On Breadmaking as a Metaphor for the Love of God

My good friend, Mark, drew my attention to this poem by Rumi. I had forgotten this wonderful piece. Leave it to a Persian to make you feel insecure, even one from the 8th Century:

from "Breadmaking" by Rumi:
There was a feast. The king
was heartily in his cups.

He saw a learned scholar walking by.
"Bring him in and give him
some of this fine wine."

Servants rushed out and brought the man
to the king's table, but he was not
receptive. "I had rather drink poison!
I have never tasted wine and never will!
Take it away from me!"

He kept on with these loud refusals,
disturbing the atmosphere of the feast.
This is how it sometimes is
at God's table.

Someone who has heard about ecstatic love,
but never tasted it, disrupts the banquet.

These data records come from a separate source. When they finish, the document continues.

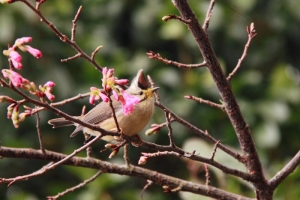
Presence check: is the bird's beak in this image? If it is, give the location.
[151,87,159,92]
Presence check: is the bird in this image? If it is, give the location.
[48,69,159,142]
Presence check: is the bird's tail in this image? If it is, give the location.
[48,118,74,128]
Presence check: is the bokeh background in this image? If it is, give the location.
[0,0,300,200]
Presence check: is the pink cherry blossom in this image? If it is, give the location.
[115,79,129,85]
[24,45,43,58]
[9,49,22,70]
[120,90,140,116]
[44,81,55,88]
[45,91,55,101]
[15,37,32,46]
[89,94,96,105]
[2,69,30,87]
[99,92,109,102]
[113,90,120,101]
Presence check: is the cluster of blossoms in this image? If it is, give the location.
[90,67,140,116]
[3,37,43,70]
[0,37,55,128]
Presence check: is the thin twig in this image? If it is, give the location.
[155,102,244,163]
[36,113,46,153]
[202,0,215,31]
[227,23,257,81]
[123,144,130,167]
[146,51,206,69]
[269,151,300,189]
[142,148,254,181]
[0,134,102,185]
[107,94,122,135]
[162,15,191,24]
[47,170,103,200]
[60,53,82,62]
[71,6,82,42]
[165,112,176,147]
[147,75,160,101]
[184,95,225,111]
[0,146,250,200]
[91,45,103,60]
[31,93,90,114]
[210,140,220,160]
[0,78,120,136]
[204,163,210,186]
[141,180,153,200]
[19,0,102,72]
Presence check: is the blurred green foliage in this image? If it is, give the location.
[0,0,300,200]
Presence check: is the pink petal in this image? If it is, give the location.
[9,50,22,62]
[115,79,129,85]
[113,90,119,101]
[99,92,109,102]
[44,81,55,88]
[15,37,32,45]
[45,91,55,101]
[25,45,43,58]
[89,94,95,105]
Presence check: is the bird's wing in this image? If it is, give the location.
[71,99,122,137]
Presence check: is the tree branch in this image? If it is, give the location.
[0,147,250,200]
[172,0,273,199]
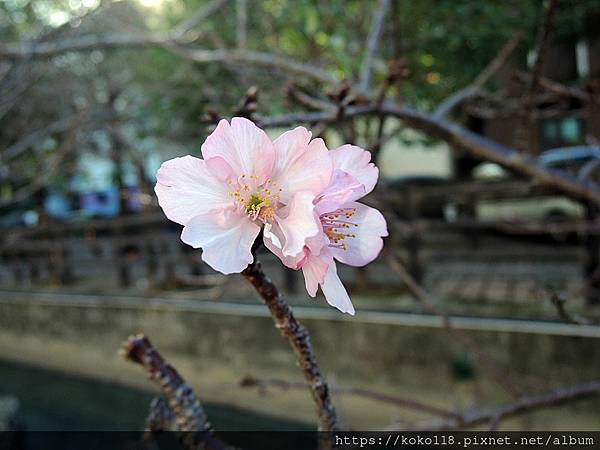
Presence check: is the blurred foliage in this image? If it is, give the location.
[0,0,600,200]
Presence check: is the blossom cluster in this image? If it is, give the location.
[155,117,387,314]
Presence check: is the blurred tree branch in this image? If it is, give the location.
[359,0,390,91]
[121,335,231,450]
[239,376,457,418]
[242,260,338,440]
[394,380,600,431]
[433,32,525,118]
[259,101,600,204]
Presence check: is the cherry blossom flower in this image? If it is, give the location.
[265,145,388,315]
[155,118,332,274]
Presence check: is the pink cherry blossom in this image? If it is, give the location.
[155,118,332,274]
[265,145,388,315]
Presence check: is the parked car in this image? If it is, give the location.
[474,146,600,222]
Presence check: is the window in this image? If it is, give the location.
[541,117,584,150]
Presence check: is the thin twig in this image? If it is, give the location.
[388,380,600,431]
[171,0,227,39]
[433,31,524,118]
[146,397,177,433]
[517,0,558,152]
[242,261,337,431]
[261,101,600,205]
[121,335,231,450]
[239,376,457,418]
[360,0,390,92]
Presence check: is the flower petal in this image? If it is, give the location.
[181,209,260,275]
[263,222,306,270]
[321,262,355,316]
[154,155,233,225]
[330,202,388,267]
[315,169,365,215]
[302,252,334,297]
[273,127,333,203]
[202,117,275,184]
[276,191,321,257]
[329,144,379,200]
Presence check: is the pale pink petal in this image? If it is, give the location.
[181,210,260,275]
[315,169,365,215]
[154,156,233,225]
[276,192,321,257]
[330,202,388,267]
[273,127,332,203]
[321,262,355,316]
[205,156,236,183]
[202,117,275,184]
[263,222,308,270]
[302,252,335,297]
[329,144,379,200]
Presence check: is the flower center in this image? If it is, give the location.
[320,208,358,250]
[229,175,281,223]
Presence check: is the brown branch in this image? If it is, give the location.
[172,0,227,39]
[433,31,524,118]
[517,0,558,152]
[239,376,457,418]
[548,288,590,325]
[259,101,600,205]
[515,72,593,103]
[146,397,177,433]
[359,0,390,92]
[121,335,230,450]
[398,380,600,431]
[242,261,338,431]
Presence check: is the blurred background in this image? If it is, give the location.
[0,0,600,436]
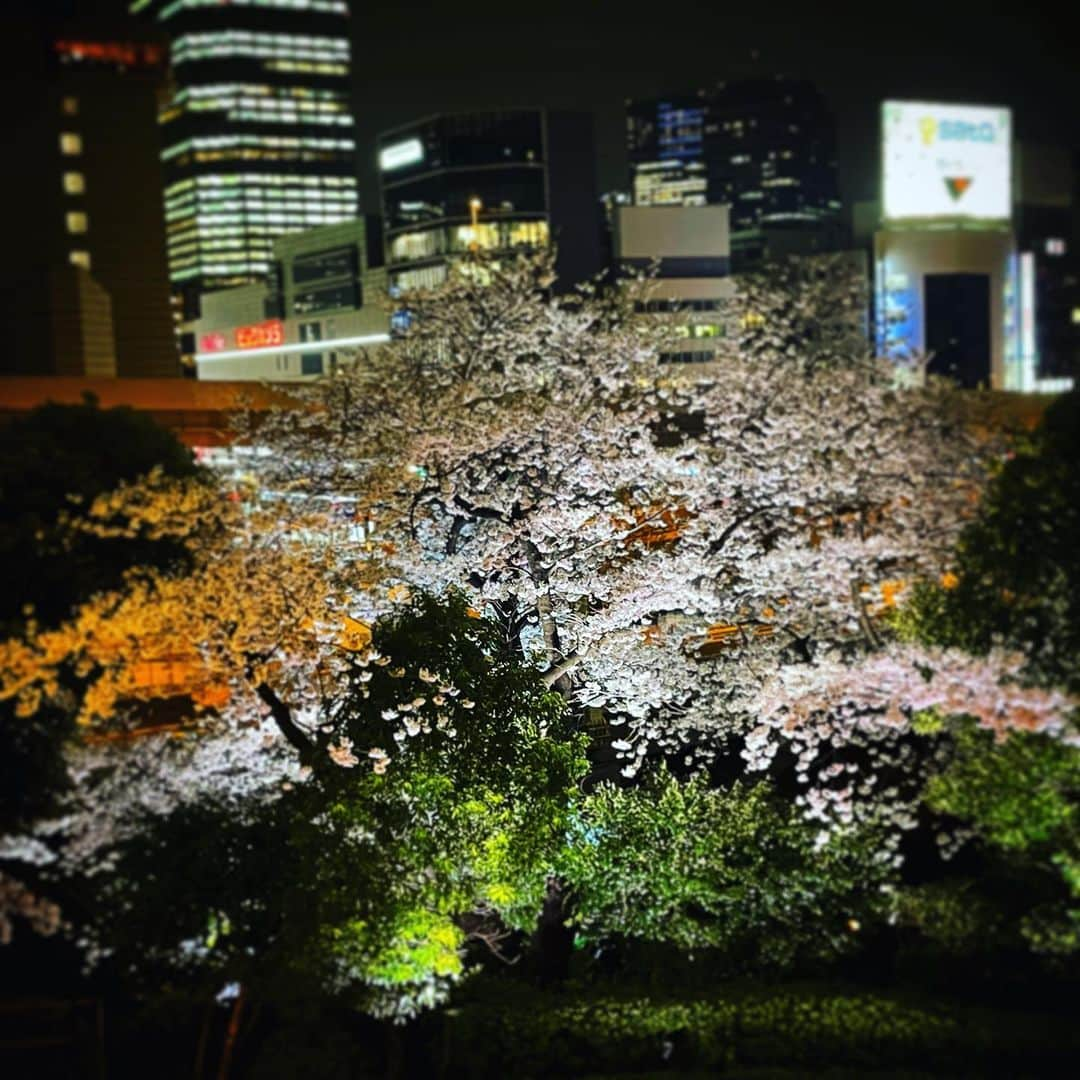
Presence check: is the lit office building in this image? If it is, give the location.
[193,218,390,382]
[0,21,180,376]
[378,109,600,292]
[626,78,845,268]
[626,94,708,206]
[874,102,1071,392]
[615,206,738,363]
[130,0,356,319]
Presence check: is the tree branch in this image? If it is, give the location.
[255,683,315,765]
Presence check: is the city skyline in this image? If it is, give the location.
[13,0,1080,219]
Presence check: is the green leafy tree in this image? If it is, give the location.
[0,395,201,625]
[896,393,1080,953]
[897,393,1080,692]
[563,769,889,970]
[84,594,585,1018]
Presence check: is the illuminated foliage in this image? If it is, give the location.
[564,770,891,970]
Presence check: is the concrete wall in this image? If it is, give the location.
[874,229,1021,390]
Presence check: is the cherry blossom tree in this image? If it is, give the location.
[0,247,1067,954]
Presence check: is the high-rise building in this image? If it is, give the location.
[129,0,356,320]
[193,217,390,382]
[0,21,179,376]
[615,206,737,363]
[626,77,845,268]
[1014,143,1080,383]
[874,102,1072,392]
[378,109,600,292]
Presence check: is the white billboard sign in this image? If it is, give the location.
[881,102,1012,224]
[379,138,423,173]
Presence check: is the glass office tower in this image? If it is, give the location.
[626,77,843,266]
[378,109,600,293]
[130,0,357,319]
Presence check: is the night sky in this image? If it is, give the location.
[16,0,1080,211]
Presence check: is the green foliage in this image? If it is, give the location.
[563,770,887,969]
[897,393,1080,692]
[895,393,1080,954]
[896,878,1003,955]
[449,981,1075,1078]
[924,721,1080,854]
[0,395,201,625]
[85,596,585,1020]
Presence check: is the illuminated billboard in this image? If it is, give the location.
[379,138,423,173]
[881,102,1012,222]
[233,319,285,349]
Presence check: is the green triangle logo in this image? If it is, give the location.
[945,176,975,202]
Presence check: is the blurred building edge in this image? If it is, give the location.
[0,19,180,376]
[129,0,357,329]
[613,205,735,363]
[872,100,1080,393]
[192,217,391,382]
[626,76,850,272]
[0,375,289,449]
[377,108,602,295]
[613,205,869,364]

If there were a secret passage
from his ear to his throat, everything
in him would change. Initiation would occur.

As it is, he's all fire and no light,
all husk and no kernel.

The king gave orders, "Cupbearer,
do what you must!"

This is how your invisible guide acts,
the chess champion across from you
that always wins. He cuffed
the scholar's head and said,

And, "Again!"
The cup was drained
and the intellectual started singing
and telling ridiculous jokes.

He joined the garden, snapping his fingers
and swaying. Soon, of course,
he had to pee.

He went out, and there, near the latrine,
was a beautiful woman, one of the king's harem.

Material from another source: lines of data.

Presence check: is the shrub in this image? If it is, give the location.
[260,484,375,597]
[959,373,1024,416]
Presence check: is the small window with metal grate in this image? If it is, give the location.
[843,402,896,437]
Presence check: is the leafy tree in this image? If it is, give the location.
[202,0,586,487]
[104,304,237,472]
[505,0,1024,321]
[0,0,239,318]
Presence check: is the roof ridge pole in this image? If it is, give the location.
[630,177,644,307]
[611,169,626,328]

His mouth hung open. He wanted her!
Right then, he wanted her!
And she was not unwilling.

They fell to, on the ground.
You've seen a baker rolling dough.
He kneads it gently at first,
then more roughly.

He pounds it on the board.
It softly groans under his palms.
Now he spreads it out
and rolls it flat.

Then he bunches it,
and rolls it all the way out again,
thin. Now he adds water,
and mixes it well.

Now salt,
and a little more salt.

Now he shapes it delicately
to its final shape
and slides it into the oven,
which is already hot.

You remember breadmaking!
This is how your desire
tangles with a desired one.

And it's not just a metaphor
for a man and a woman making love.

Warriors in battle do this too.
A great mutual embrace is always happening
between the eternal and what dies,
between essence and accident.

The sport has different rules
in every case, but it's basically
the same, and remember:

the way you make love is the way
God will be with you.

So these two were lost in their sexual trance.
They did not care anymore about feasting
or wine. Their eyes were closed like
perfectly matching calligraphy lines.

The king went looking for the scholar,
and when he saw them there coupled, commented,
"Well, as it is said, 'A good king
must serve his subjects from his own table!'"

There is joy, a winelike freedom
that dissolves the mind and restores
the spirit, and there is manly fortitude
like the king's, a reasonableness
that accepts the bewildered lostness.

But meditate now on steadfastness
and clarity, and let those be the wings
that lift and soar through the celestial spheres.